Sala no palácio de York. Oboés. Uma pequena mesa sob um dossel, para o Cardeal Wolsey; uma
mesa grande para os hóspedes. Por uma porta entra Ana Bolena acompanhada de várias damas e
senhoras de qualidade, como hóspedes; pela outra entra Sir Henrique Guildford.

GUILDFORD ­ Minhas senhoras, cordiais boas-vindas vos trago aqui por parte de Sua Graça. A
todos vós e à distração dedica esta noite o cardeal, estando certo de que nenhum dos componentes deste
nobre bando de casa trouxe a mínima preocupação. A todos ele almeja a alacridade que o bom vinho, as
boas companhias e o bom acolhimento, de regra, a toda gente boa ensejam.

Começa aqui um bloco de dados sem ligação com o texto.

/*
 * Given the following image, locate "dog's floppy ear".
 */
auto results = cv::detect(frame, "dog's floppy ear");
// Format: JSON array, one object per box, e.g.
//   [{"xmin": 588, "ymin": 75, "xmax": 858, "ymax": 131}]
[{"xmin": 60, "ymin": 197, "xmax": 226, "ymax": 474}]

(Entram o Lorde Camareiro, Lorde Sands e Sir Tomás Lovell.)
CAMAREIRO ­ Ainda sois moço, Sir Henrique Guildford.
SANDS ­ Sir Tomás Lovell, se o cardeal tivesse metade, apenas, de meus pensamentos mundanos,
asseguro-vos que muitas destas senhoras hoje encontrariam, antes de irem dormir, um bom refresco, oh!
muito mais do agrado delas todas.
LOVELL ­ Se de uma ou duas Vossa Senhoria fosse hoje o confessor!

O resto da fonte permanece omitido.